Nsd: Could not tcp connect to a🅰a🅰:1:1: Operation timed out

Hi --

I do run both my primary and secondary nameservers in FreeBSD jails as outlined below:

(jail1/a:a:a:a::1:1) <-----> (jail2/b:b:b:b::1:1)
(jail1/10.10.10.1) <--NAT--> (host 1.2.3.4) <-----> (host 5.6.7.8) <--NAT--> (jail2/10.10.10.1)

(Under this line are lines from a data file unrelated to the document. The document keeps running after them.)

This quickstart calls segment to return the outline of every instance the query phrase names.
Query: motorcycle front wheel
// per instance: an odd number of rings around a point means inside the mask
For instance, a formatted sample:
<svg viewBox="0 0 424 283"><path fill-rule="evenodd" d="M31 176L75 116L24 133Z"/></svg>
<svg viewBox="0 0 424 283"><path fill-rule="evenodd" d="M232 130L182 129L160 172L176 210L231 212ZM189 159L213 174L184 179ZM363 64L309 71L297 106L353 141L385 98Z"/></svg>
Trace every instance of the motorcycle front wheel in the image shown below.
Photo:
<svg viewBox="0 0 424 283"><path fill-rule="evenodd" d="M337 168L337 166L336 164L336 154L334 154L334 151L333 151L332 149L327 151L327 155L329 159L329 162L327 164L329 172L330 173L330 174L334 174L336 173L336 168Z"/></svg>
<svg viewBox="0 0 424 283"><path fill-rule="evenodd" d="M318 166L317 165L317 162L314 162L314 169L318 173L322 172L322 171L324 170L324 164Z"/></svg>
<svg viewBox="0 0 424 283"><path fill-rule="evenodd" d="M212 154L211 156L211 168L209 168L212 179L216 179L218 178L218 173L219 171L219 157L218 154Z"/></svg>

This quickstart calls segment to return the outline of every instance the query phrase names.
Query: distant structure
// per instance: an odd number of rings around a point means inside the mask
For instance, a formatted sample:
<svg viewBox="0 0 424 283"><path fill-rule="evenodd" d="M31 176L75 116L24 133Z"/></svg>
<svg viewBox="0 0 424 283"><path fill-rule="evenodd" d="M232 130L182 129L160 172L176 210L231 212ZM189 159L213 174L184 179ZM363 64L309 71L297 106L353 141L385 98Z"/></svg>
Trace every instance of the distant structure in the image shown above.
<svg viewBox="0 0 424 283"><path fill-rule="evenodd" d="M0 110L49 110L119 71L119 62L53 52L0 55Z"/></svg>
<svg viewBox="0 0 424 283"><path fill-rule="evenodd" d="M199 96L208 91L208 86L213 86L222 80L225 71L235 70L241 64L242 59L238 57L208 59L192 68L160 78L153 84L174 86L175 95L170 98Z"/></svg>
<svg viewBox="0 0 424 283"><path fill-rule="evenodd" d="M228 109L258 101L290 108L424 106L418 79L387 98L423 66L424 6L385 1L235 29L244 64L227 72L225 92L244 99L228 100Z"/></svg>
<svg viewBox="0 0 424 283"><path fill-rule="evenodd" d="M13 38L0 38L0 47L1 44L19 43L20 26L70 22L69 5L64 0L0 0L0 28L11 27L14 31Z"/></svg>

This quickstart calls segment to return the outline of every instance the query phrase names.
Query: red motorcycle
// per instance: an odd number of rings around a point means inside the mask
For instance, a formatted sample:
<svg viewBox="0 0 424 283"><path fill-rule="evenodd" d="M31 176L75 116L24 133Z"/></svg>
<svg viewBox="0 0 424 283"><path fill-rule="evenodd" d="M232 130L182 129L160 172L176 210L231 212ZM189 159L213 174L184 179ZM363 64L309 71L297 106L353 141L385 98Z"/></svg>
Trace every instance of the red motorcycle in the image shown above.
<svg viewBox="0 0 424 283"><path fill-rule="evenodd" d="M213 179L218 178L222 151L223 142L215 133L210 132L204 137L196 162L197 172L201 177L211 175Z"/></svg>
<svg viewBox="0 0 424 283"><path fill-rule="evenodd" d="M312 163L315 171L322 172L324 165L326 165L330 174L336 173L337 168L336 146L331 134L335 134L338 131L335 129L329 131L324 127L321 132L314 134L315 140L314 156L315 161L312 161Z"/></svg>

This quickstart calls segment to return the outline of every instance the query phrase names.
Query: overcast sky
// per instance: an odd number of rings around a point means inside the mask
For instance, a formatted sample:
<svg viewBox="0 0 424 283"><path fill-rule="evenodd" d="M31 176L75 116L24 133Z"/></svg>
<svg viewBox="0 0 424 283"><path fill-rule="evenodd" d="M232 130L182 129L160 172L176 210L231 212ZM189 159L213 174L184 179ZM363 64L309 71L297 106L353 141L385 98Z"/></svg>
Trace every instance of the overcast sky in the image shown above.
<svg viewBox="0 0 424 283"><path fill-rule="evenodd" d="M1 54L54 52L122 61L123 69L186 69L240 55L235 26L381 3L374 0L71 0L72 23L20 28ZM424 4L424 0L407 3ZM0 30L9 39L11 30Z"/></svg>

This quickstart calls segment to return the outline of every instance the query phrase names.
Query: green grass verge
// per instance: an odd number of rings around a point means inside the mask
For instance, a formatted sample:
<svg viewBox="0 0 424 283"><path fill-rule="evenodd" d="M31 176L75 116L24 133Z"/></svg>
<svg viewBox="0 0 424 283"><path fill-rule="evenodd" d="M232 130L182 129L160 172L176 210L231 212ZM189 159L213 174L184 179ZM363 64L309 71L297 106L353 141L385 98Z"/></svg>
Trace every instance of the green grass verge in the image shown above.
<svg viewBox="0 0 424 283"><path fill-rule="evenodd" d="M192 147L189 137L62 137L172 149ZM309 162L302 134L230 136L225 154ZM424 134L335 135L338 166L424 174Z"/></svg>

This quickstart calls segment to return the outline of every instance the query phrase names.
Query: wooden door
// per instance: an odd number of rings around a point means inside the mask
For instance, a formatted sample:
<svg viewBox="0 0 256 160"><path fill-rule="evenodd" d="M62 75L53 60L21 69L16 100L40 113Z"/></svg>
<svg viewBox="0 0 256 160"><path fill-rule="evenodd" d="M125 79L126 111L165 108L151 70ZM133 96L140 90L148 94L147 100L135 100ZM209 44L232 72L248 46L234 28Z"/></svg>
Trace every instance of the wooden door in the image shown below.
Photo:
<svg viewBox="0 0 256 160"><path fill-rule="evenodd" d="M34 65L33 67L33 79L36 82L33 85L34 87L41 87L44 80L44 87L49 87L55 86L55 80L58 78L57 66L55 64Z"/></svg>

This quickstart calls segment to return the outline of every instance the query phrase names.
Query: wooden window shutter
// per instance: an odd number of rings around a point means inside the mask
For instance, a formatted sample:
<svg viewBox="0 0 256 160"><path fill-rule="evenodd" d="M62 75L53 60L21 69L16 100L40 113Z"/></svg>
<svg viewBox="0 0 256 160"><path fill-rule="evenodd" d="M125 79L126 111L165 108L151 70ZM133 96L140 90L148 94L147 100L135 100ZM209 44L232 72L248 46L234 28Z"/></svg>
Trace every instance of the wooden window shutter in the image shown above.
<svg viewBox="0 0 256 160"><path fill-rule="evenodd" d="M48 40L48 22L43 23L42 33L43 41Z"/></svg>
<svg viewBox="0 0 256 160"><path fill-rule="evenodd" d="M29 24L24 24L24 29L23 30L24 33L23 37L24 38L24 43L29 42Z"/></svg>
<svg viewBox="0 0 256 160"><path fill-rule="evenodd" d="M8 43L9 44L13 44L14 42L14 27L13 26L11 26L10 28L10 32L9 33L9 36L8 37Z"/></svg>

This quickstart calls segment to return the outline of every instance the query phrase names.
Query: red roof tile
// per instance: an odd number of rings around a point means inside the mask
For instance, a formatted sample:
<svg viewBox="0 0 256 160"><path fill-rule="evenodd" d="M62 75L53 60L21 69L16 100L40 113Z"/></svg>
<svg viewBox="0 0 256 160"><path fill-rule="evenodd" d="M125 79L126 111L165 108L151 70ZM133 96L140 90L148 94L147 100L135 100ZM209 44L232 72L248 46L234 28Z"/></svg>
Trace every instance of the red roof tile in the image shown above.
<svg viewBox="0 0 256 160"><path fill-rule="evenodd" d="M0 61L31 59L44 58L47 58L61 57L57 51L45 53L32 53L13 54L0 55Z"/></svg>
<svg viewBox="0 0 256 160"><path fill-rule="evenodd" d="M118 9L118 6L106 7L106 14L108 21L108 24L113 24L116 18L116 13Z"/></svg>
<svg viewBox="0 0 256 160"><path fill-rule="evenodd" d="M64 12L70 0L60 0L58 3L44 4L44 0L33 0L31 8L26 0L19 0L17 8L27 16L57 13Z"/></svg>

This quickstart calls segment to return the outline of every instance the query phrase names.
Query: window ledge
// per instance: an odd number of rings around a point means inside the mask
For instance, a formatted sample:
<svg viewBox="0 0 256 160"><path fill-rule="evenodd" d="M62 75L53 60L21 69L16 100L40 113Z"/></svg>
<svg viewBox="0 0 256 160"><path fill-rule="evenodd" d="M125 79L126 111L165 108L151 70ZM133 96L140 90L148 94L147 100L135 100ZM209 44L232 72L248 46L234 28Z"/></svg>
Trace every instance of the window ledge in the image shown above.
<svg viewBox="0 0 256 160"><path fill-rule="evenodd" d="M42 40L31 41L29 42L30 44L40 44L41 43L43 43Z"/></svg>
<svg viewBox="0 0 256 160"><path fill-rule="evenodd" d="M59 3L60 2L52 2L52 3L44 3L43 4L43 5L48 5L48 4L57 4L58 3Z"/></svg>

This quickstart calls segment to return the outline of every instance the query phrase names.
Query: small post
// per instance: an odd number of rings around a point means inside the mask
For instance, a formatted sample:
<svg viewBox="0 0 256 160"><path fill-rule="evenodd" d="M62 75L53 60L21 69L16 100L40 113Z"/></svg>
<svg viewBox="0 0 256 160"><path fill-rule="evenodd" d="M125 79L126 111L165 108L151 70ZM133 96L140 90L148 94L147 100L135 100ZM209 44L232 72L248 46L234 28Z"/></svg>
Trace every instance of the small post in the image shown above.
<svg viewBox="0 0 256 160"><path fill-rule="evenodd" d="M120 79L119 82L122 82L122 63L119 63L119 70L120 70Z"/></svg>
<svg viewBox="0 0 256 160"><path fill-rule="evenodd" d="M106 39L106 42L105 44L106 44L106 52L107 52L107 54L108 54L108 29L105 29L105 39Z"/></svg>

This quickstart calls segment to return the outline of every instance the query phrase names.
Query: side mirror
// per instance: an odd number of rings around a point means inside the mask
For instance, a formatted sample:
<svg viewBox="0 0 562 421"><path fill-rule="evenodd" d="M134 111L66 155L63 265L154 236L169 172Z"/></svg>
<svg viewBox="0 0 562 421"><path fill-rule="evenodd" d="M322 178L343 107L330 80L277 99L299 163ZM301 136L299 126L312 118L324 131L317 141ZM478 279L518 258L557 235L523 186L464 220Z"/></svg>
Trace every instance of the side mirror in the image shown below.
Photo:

jail1 (master): nsd.conf (relevant part)

        ip-address: 10.10.10.1
        ip-address: a:a:a:a::1:1
  [...]
        notify: b:b:b:b::1:1 secret-key
        provide-xfr: b:b:b:b::1:1 secret-key
        outgoing-interface: a:a:a:a::1:1
  [...]

jail2 (slave): nsd.conf (relevant part)

        ip-address: 10.10.10.1
        ip-address: b:b:b:b::1:1
  [...]
        allow-notify: a:a:a:a::1:1 secret-key
        request-xfr: AXFR a:a:a:a::1:1 secret-key
        outgoing-interface: b:b:b:b::1:1
  [...]

Both servers are running well, serving all requests as expected, and the master is delivering all zones with afxr at startup perfectly well. But, I get the following error messages (for IPv6 address, only!) in the *slave*'s syslog:

nsd: Could not tcp connect to a:a:a:a::1:1: Operation timed out

tcpdump at the *master* tells me (shortend to the relevant part):

pass in on em0: (flowlabel 0x360ed, hlim 63, next-header TCP (6) payload length: 40) b:b:b:b::1:1.15298 > a:a:a:a::1:1.53: Flags [S], cksum 0xfedd (incorrect -> 0x7df6), seq 1459122906, win 65535, options [mss 1440,nop,wscale 6,sackOK,TS val 333780857 ecr 0], length 0

So, what's going wrong here:
- Is it my setup regarding nsd?
- Is it a screwed IPv6 routing?
- Or something else?

Any help is highly appreciated.

Thanks and with kind regards,
Michael

Hi Michael,

Your configuration looks good.

Op 26-12-12 16:23, Michael Grimm schreef:

Both servers are running well, serving all requests as expected, and the master is delivering all zones with afxr at startup perfectly well. But, I get the following error messages (for IPv6 address, only!) in the *slave*'s syslog:
> nsd: Could not tcp connect to a:a:a:a::1:1: Operation timed out

tcpdump at the *master* tells me (shortend to the relevant part):
> pass in on em0: (flowlabel 0x360ed, hlim 63, next-header TCP (6) payload length: 40) b:b:b:b::1:1.15298 > a:a:a:a::1:1.53: Flags [S], cksum 0xfedd (incorrect -> 0x7df6), seq 1459122906, win 65535, options [mss 1440,nop,wscale 6,sackOK,TS val 333780857 ecr 0], length 0

I suspect the master and the slave are on the same host causing the
checksum error (because checksum calculation is offloaded to the NIC).
Is this true?

Is this the only packet you saw for the handshake? Did you see an
Syn/Ack after this packet? I.e. A packet returning from a:a:a:a::1:1
with "Flags [S.]"?

Do you see the tcp6 listening socket on the master with "sockstat -l"?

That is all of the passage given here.